"Ripple," out of all the amazing songs written by the Grateful Dead, appears to have a special magic. "Ripple" is a song whose meaning boils down to the essential essence of the Grateful Dead, thanks to Robert Hunter's deep, contemplative lyrics and Jerry Garcia's serene acoustic arrangement. And it'd be difficult to find a Deadhead who doesn't consider "Ripple" to be one of their favorite tunes.
The song was included on the Grateful Dead's American Beauty album, published in 1970. It was the second of two notable albums produced that year, the first being Workingman's Dead.
These albums signaled a transition in their sound from the psychedelic chaos they were experimenting with in the late 1960s to a more roots-oriented rock style that they remained with for nearly a decade and never completely departed from. Many of the Dead's most iconic songs are included, including "Ripple." The cream of the crop.
It's one of just a few Dead songs where the studio version might be argued to be superior to any of the live versions ("Touch of Grey" and "Box of Rain" spring to mind as well). Jerry, Bob Weir, and Phil Lesh all nail the harmonies in the American Beauty version, which is crucial to this song and proven far more difficult for them to achieve in a live situation.
The Dead only performed "Ripple" live 40 times, starting in August 1970 and continuing through the year with acoustic concerts and into 1971 with some electric sets. The song was then taken from the rotation for nearly a decade, until it reappeared in 1980-81 when the band reintroduced acoustic sets.
"Ripple" is about finding peace with life and choosing a route that suits you through learning from other lost people and, of course, embracing the power of joy via music. It's about recognizing that we're all in this together, but that you have control over your own life.
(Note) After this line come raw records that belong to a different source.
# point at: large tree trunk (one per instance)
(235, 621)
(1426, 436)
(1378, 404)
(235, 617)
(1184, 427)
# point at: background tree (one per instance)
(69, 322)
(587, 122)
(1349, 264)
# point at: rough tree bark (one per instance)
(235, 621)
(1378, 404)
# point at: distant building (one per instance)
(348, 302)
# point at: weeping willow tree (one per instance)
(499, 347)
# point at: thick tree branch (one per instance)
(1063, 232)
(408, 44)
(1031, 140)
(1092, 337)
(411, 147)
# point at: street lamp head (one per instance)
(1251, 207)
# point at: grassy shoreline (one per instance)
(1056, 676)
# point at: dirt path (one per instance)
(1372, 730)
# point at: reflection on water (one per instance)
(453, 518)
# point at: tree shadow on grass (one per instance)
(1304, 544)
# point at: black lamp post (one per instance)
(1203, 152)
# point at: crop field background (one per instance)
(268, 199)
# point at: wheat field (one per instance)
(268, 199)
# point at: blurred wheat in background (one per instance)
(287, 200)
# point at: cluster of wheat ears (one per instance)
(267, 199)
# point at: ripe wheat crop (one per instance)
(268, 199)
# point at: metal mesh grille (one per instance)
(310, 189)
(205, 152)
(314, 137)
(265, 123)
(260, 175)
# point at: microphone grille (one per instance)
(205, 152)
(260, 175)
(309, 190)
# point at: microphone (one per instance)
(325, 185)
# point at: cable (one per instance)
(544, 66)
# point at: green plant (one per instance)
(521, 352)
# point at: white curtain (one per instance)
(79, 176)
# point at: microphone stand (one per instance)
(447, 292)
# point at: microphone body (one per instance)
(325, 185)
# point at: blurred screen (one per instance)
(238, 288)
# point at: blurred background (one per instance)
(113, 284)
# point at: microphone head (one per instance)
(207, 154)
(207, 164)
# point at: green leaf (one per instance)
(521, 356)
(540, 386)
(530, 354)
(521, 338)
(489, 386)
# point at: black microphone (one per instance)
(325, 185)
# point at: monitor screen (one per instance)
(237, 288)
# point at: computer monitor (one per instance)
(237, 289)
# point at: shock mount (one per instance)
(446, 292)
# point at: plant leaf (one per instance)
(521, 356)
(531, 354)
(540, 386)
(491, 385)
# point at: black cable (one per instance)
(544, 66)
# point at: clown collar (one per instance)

With the family they established, based on a foundation of love, peace, and respect, the Dead personified the spirit of this campfire chant.
With his lyrics, Robert Hunter was recognized for avoiding too many religious or anything that could be regarded as radical connotations. He had recognized early on that the band and their music were influencing the audience, and he didn't want anyone to get the wrong idea.
"Ripple," on the other hand, isn't afraid to dangle its toes in religious waters. Hunter told Rolling Stone in 2015 that the line "Let it be known there is a fountain / That was not constructed by the hands of men" was his favorite lyric he had ever written. It implies that there is a higher power out there who built a mystical fountain, which one would suppose is the Fountain of Youth.
Hunter's lyrics also contain what could be regarded as references to various other works of mythology and literature, as mentioned in the old school annotated Grateful Dead lyrics site at the University of Santa Cruz. The ancient Indian mystic Kabir, the Hebrew Psalm 23, Walt Whitman and Yeat's poetry, and others are also mentioned.
Hunter puts "Ripple" in perspective with all of these elements that weigh and interpret life's meaning, and offers his personal interpretation while also encouraging listeners to think about it for themselves.